How can grace get a hold of you when the past won’t let go of you? How do you leave a legacy different than the one you’ve been left? That’s what I’ve got to gnaw through to. Why do you mangle the ones you love most?
“Sor…ry… Mama… didn’t… mean… to make you… cry.” And he’s the one who can’t stop.
And I kneel down and let go of his arm. And I hold his face. That’s what I should have done, done right at the beginning. What would happen in a world where anger was your flag to reach out and cup a face?
He looks so scared and wrung and thin — every child’s a thin place. I see God.
And that’s what comes:
If you don’t fight for joy, it’s your children who lose.
What do I want my children to remember — my joy in clean floors, made beds and ironed shirts — or my joy of the Lord?
You will be most remembered — by what brought you most joy.
The joy of the Lord is your strength and the person of Christ is your unassailable joy – and the battle for joy is nothing less than fighting the good fight of faith.
His cheeks in my palms, they’re so white, so wet.
It’s his eyes — if you’ve put the fear of yourself into a child, how is there room for the joy of the Lord? Joy isn’t an optional feature to the Christian life — it’s the vital feature of the Christian life.
Battle for joy or lose your life.

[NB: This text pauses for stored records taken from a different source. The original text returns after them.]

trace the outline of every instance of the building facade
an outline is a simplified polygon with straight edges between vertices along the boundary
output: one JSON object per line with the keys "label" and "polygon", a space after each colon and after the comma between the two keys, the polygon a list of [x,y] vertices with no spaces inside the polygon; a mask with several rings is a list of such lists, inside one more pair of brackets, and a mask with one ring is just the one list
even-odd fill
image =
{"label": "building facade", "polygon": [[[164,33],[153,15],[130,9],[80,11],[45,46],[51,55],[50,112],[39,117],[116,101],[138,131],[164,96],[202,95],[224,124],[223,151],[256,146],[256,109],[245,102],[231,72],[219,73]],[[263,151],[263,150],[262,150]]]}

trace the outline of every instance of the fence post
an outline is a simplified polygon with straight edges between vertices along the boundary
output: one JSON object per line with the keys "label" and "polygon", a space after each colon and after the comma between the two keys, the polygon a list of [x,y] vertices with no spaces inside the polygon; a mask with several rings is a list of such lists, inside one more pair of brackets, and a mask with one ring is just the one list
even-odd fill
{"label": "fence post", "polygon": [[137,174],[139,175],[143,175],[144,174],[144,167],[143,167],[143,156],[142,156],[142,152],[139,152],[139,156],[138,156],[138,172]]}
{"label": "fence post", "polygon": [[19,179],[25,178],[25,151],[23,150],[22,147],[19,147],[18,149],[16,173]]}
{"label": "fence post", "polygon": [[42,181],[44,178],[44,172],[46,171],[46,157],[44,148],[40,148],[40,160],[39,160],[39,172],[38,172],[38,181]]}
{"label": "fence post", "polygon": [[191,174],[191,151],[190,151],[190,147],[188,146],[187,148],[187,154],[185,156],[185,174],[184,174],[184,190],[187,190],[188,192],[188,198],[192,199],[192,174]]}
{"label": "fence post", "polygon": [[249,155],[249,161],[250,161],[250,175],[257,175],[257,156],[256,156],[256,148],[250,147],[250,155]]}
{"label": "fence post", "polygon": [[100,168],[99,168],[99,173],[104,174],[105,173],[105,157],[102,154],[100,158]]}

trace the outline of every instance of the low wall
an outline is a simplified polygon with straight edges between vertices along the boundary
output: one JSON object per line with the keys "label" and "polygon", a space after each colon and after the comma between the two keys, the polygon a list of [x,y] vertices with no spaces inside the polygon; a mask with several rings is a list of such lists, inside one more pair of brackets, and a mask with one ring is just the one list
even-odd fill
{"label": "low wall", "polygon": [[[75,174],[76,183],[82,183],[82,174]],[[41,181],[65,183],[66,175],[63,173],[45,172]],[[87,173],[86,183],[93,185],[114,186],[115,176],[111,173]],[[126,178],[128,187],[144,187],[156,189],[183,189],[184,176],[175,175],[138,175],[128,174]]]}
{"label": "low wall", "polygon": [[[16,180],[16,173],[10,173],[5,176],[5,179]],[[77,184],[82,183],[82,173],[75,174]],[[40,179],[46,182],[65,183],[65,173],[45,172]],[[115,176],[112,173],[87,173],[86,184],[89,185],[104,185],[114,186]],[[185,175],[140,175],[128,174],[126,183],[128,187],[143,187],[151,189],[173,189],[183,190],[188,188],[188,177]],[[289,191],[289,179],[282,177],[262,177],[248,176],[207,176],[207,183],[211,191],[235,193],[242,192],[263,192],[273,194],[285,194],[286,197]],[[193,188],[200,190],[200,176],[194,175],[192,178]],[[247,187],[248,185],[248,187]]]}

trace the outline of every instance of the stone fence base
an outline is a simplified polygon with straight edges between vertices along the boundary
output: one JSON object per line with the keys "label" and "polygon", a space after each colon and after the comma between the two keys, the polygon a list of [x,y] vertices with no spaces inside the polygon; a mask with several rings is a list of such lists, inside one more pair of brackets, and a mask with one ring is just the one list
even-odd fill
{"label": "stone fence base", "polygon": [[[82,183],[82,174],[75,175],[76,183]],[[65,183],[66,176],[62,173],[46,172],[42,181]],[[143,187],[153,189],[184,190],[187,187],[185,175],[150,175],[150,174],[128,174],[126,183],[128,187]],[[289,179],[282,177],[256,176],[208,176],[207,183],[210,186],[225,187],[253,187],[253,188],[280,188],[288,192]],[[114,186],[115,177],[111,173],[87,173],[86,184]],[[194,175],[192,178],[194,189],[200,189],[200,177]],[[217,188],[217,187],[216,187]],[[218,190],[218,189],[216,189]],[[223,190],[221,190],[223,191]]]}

Or other’s lose theirs.
And I whisper sorry.
I tell the boy I know nothing yet, nothing.
Every ungracious moment means someone doesn’t understand grace.
And the boy crumbles into me and I hold onto him and a forgiveness I’ll never deserve and there’s a grace that can hold us, that can mold us, the way joy can bend you soft at all the joints.
And I murmur it into the thick of his hair, that even now He can still make us like Him.
The boy touches my cheek like a flag waving yes.